Similar to the fan speed, another slicer setting that’s not brand-specific but still essential to configure correctly is the print speed, as it has a considerable impact on both the success of the print and the print quality.

cura print speed description

So, if you have already been printing successfully with different brands of PETG, you can use the same print speed value for Overture PETG as well, and you won’t have any issues regarding print speed configuration.

On the other hand, if you’ll be printing PETG for the first time with Overture PETG, our recommendation would be to start out with a print speed value of 50 mm/s (assuming a standard line width of 0.4 mm and a layer height of 0.16 mm with a 0.4 mm nozzle), which should be quick enough not to increase print times too much, but also not too fast that it introduces problems.
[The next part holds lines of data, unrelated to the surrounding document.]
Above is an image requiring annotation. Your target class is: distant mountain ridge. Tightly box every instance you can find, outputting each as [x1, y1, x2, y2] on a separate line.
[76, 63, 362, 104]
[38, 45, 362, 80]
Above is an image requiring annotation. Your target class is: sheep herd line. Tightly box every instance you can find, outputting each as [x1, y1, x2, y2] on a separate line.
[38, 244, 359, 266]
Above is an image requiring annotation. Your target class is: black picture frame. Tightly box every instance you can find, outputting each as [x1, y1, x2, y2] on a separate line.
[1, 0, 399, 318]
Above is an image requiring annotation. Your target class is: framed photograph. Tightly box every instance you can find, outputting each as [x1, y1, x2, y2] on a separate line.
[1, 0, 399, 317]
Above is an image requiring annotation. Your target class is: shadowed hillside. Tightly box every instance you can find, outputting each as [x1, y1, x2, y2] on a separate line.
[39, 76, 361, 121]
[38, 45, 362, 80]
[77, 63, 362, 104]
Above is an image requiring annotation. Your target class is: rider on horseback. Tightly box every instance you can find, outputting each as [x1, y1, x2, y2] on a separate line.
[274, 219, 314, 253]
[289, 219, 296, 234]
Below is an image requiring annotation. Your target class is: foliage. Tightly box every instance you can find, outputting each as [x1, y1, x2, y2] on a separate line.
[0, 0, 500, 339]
Once you have a printed part in your hand, you can then check it for problems that can stem from using a too-high print speed value, whether it’s under-extrusion (usually presents itself in the form of gaps and holes appearing between layers), poor layer adhesion, or ringing, and keep the test prints rolling by reducing the print speed 5 mm/s at a time until you find the spot where issues don’t occur anymore.

On the other hand, if your print comes out clean with no print speed-related issues in sight with the starting value of 50 mm/s, you can go the opposite way instead and increase the print speed 5 mm/s at a time until you find the highest value where issues don’t occur, as using the highest print speed possible is highly beneficial due to it reducing print times.
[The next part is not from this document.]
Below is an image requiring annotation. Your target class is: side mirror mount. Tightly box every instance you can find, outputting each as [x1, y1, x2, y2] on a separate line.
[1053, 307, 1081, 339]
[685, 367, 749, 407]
Finally, one last thing we recommend doing when configuring the print speed is to also slightly increase the printing temperature (1-2 °C per 5 mm/s will do) whenever you increase the print speed, as this will ensure that the plastic can freely flow even when it’s moved at a faster pace.

Example Cura Overture PETG Configuration for Ender 3 (V2 & Pro & Neo)

Below are the general-purpose Cura settings we have prepared for printing Overture PETG with a Bowden extruder Ender 3.

  • Print Temperature: 240°C
  • Bed Temperature: 80°C
  • Print Speed: 50 mm/s
  • Layer Height: 0.16 mm (with a standard 0.4 mm nozzle)
  • Retraction Distance: 6 mm
  • Retraction Speed: 40 mm/s
  • Fan Speed: 40% / 70% for overhangs & bridges
  • Initial Layer Height: 0.2 mm
  • Initial Layer Speed: 15 mm/s
  • Printing Temperature Initial Layer: 240°C

Example Cura Overture PETG Configuration for Ender 3 S1

Below are the general-purpose Cura settings we have prepared for printing Overture PETG with an Ender 3 S1.

  • Print Temperature: 240°C
  • Bed Temperature: 80°C
  • Print Speed: 40 mm/s
  • Layer Height: 0.16 mm (with a standard 0.4 mm nozzle)
  • Retraction Distance: 1 mm
  • Retraction Speed: 40 mm/s
  • Fan Speed: 40% / 70% for overhangs & bridges
  • Initial Layer Height: 0.2 mm
  • Initial Layer Speed: 15 mm/s
  • Printing Temperature Initial Layer: 240°C


Now that you have all the necessary information to create a separate slicer profile for Overture PETG, you can enjoy the increased print quality that comes from the optimizations you have performed and switch between different brands of PETG whenever you wish without having to re-configure them over and over.

That being said, as 3D printers can behave differently than one another, even with the same set of slicer settings, you might have to go through some trial and error until you perfect the configuration in a way that works best for you.